We want to especially thank
- the Infrastructure team which does all this great work in the background without which the development would not be possible at all,
- the deployments that provide the development team with feedback from the field,
- the Design team which guided the design of features with UI changes or impact on the workflow,
- the Translation team which makes sure that Sugar is enjoyable in the local languages of our users,
- the developers that submit patches for new features and bug fixes and do review other's patches,
- the maintainers that make sure their code is shippable and which provide packagers with new tarballs,
- the packagers which provide distributions with new Sugar packages,
- the SoaS, Toast and Debian team for providing a Sugar version to test with during the development cycle,
- the testers for finding the small and bigger issues,
- the release team and Development team for coordinating those efforts.
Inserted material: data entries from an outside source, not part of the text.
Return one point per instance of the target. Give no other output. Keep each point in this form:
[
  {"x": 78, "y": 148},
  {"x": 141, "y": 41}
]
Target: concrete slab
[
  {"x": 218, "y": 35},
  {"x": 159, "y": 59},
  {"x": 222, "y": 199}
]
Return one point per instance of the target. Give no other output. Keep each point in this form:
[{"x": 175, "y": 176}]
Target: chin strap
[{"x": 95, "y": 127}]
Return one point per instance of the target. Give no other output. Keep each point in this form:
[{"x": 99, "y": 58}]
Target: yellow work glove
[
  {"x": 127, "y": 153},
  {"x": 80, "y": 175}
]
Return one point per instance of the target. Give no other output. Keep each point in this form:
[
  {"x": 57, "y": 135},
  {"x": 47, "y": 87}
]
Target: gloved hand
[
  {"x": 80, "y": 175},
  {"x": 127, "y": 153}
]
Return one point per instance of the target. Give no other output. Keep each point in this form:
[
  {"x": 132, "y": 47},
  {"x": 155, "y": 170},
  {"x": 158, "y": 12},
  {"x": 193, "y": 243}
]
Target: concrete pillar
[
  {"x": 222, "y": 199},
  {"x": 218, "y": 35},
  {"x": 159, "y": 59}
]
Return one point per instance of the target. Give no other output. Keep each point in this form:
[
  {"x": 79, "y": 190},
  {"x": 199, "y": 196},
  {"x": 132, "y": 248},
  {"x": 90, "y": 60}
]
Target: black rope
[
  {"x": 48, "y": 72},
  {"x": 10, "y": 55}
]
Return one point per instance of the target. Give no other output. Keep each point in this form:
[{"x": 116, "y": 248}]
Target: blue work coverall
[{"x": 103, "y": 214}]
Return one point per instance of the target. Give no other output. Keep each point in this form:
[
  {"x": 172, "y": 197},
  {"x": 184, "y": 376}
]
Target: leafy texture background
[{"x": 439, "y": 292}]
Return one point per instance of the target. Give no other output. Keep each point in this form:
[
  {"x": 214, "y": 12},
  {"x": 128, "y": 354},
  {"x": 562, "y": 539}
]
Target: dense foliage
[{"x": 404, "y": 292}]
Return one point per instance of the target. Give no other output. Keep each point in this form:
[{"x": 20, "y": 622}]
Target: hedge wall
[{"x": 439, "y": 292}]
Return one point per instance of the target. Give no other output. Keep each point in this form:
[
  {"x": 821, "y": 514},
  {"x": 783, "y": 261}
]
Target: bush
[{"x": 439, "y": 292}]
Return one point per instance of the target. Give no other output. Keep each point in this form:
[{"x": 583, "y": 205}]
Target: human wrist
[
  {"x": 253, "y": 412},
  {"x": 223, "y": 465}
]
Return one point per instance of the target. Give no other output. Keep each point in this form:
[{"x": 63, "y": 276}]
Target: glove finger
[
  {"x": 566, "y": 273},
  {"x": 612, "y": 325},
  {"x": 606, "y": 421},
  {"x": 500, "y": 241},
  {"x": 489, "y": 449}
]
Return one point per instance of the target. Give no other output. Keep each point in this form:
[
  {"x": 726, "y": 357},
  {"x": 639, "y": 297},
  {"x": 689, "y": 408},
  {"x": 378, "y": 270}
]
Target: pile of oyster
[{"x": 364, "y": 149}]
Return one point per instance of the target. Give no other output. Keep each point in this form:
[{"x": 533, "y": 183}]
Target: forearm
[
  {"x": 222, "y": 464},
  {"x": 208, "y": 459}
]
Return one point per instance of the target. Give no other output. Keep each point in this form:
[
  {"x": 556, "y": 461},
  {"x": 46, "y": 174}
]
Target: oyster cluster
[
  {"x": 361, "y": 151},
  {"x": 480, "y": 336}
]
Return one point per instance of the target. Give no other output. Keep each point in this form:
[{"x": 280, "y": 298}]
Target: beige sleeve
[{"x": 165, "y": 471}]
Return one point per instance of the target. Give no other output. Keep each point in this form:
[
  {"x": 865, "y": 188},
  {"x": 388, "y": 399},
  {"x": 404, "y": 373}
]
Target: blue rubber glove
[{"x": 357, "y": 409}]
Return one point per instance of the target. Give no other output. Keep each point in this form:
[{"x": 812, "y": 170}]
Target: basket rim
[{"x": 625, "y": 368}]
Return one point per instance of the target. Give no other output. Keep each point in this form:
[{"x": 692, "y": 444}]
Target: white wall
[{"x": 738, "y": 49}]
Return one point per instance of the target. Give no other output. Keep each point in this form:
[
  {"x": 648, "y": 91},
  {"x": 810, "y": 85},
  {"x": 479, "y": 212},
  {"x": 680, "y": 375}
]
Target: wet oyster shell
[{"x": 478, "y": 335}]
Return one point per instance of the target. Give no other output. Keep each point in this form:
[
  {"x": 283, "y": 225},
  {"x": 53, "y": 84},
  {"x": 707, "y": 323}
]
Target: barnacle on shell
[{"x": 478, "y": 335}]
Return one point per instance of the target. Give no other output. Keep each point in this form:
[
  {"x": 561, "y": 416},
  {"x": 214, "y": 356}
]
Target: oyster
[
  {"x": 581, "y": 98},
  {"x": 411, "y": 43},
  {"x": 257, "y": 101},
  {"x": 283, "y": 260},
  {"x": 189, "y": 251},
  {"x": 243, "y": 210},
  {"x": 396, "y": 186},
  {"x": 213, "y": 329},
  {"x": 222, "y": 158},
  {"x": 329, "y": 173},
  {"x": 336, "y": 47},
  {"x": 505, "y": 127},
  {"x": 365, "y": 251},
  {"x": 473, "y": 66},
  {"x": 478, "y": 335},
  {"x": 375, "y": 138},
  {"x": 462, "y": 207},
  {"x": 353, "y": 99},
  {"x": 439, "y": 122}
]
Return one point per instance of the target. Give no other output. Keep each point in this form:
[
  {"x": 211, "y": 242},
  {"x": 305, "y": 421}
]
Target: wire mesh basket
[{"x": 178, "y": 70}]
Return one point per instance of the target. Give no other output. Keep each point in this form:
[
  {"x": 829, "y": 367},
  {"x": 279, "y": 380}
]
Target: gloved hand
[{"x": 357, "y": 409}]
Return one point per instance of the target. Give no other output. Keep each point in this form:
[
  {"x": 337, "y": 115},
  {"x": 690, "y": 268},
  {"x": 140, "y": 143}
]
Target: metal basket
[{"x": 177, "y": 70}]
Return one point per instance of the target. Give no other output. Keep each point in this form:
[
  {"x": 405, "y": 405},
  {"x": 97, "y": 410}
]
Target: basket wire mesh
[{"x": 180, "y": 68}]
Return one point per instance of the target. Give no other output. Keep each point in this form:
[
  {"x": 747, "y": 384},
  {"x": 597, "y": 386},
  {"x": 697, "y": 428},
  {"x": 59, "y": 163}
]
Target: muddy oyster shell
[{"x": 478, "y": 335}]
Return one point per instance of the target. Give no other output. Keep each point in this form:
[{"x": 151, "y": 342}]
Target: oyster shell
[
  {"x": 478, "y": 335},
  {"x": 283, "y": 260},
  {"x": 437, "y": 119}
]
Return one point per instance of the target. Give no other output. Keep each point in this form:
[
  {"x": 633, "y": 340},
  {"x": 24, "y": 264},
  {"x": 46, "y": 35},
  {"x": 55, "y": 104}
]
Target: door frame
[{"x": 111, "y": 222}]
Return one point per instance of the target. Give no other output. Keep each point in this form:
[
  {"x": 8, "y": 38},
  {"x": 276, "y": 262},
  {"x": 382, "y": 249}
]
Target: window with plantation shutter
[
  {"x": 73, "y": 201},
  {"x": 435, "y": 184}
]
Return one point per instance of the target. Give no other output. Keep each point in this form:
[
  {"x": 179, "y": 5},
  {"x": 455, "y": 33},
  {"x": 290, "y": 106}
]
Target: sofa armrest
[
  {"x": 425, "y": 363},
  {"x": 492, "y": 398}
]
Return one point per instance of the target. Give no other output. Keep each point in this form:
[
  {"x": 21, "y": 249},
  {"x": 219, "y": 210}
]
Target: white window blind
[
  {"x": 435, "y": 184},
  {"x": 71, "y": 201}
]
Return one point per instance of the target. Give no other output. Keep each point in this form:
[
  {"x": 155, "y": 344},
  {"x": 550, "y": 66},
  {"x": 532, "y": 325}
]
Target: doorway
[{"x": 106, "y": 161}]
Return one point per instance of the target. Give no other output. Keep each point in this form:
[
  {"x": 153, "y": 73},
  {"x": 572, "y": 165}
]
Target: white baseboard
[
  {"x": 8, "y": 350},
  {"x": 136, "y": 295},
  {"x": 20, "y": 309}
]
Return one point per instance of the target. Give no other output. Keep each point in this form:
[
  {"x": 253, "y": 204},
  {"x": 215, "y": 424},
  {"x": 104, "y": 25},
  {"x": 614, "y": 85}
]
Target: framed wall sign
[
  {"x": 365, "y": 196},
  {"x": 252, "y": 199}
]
This time, Martin Abente Lahaye took the responsibility of managing the release.
In Memoriam
This release of Sugar (v0.106) is dedicated to the memory of Marco Gritti Presenti. Marco was a member of the original Sugar team and the lead Red Hat engineer on the project over its first three years of development. Soft-spoken but determined, Marco was a founding member of Sugar Labs and one of the original members of the Sugar Labs oversight board. Beyond the code he contributed to the project -- he was a gifted software engineer -- Marco shared with us his vision that Sugar ultimately belongs to its users: it is the clarity of this vision that is still reflected in the Sugar code-base and the spirit of the Sugar Labs community.